En ese contexto no nos queda más que tomar partido y actuar en consecuencia. Un renacimiento de nuestra cultura requerirá comenzar a crear una cantidad creciente de nichos anti-autoritarios a la vez que una permanente y resuelta oposición al autoritarismo. El patrón dominante tiene muchos incentivos como para reproducirse sin mayores problemas durante otros cinco siglos, en realidad no requiere otra cosa que la inercia. Más aun, la mayoría lo encarnamos en nuestras prácticas cotidianas, incluso cuando seamos conscientes de él. Como quiera, es sabido que las crisis son oportunidades de grandes virajes históricos. La pérdida de legitimidad de la clase política y el resquebrajamiento de los equilibrios de poder que hoy vivimos crean posibilidades coyunturales de reorganizar el espectro político general en pro de otras posibilidades, la cuestión es, como siempre, la organización, y esto pasa por un diagnóstico de nuestra realidad y un proyecto compartido de transformación. Morena podrá ser lo menos peor dentro del sistema de partidos, un respiro de la podredumbre actual, pero no lo olvidemos: por su torrente fluye sin mayores complicaciones el elemento autoritario (iba a decir germen, pero el engendro ya lleva un rato estando maduro). Nuestra historia es una pesada loza, pero si algo caracteriza la historia de cualquier institución social es su mutabilidad, la emergencia de nuevas formas a partir de lo dado –y esto es más acusado en los momentos críticos. Los vacíos y los espacios de posibilidad siempre son aprovechados por quienes están dispuestos a tomarlos (y nuestra realidad es un reflejo de cómo se ha resuelto ese problema durante siglos). Si los elementos autoritarios podrán resolver su crisis y mantener su barco a flote está por verse, así como el nivel de incidencia de los nichos anti-autoritarios. El estancamiento o la dinamización de nuestra cultura viene, como suele decirse, “junto con pegado”.
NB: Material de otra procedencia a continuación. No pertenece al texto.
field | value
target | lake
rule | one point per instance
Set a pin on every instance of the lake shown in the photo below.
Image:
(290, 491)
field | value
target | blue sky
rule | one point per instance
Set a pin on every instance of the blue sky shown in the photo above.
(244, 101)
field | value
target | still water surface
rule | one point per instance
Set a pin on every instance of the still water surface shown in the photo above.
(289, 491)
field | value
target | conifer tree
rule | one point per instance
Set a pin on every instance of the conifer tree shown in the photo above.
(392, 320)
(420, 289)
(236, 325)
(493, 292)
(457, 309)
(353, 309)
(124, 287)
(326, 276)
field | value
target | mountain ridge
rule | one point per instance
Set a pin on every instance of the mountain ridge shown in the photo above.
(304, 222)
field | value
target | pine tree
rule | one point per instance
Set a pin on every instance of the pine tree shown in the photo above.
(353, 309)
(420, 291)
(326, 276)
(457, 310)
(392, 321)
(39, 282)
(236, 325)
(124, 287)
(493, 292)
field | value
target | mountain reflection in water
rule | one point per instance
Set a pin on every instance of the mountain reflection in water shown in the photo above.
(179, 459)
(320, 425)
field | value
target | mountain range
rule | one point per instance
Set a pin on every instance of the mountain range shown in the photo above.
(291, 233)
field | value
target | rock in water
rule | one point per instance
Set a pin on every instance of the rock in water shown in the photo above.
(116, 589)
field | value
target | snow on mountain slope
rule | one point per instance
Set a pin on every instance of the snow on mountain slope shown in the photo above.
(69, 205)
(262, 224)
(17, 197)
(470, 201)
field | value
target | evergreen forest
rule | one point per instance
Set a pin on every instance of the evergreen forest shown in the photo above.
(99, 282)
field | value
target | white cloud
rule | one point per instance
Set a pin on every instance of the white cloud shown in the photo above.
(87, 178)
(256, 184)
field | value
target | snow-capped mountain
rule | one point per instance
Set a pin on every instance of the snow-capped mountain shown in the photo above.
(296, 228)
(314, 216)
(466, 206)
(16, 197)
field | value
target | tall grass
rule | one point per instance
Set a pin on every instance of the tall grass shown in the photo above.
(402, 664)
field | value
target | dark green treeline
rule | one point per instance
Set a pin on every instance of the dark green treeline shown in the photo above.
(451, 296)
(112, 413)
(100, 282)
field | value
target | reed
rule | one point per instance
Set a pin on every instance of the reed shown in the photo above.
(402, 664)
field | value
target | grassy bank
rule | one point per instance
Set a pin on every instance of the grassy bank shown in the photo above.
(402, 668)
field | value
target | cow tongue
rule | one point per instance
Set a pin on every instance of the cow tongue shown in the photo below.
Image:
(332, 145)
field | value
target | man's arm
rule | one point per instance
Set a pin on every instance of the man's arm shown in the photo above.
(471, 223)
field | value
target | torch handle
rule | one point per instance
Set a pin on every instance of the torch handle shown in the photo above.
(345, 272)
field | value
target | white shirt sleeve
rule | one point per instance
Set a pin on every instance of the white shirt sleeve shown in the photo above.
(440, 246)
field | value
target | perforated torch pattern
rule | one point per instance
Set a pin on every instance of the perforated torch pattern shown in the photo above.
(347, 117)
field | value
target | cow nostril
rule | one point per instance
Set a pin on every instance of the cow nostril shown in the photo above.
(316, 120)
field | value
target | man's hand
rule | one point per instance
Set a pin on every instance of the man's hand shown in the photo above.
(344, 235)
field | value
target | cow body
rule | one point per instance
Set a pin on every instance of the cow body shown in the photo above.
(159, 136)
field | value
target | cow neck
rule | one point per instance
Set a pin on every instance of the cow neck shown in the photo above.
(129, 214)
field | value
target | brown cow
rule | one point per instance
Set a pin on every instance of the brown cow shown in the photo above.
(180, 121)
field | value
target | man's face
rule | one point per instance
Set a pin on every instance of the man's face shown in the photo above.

(Hoy que son tiempos trágicos para nuestro país invito al lector a retomar el principio explicativo del autoritarismo para explicarse el tamaño de la desgracia del 19 de septiembre –exacerbada por un mercado inmobiliario escasamente regulado y la permisividad del gobierno con las construcciones irregulares o fuera de regla— y el manejo de la crisis por parte del Estado –su completa opacidad e indolencia con los civiles afectados. Probablemente encontrará que estos fenómenos se relacionan íntimamente con todo esto.)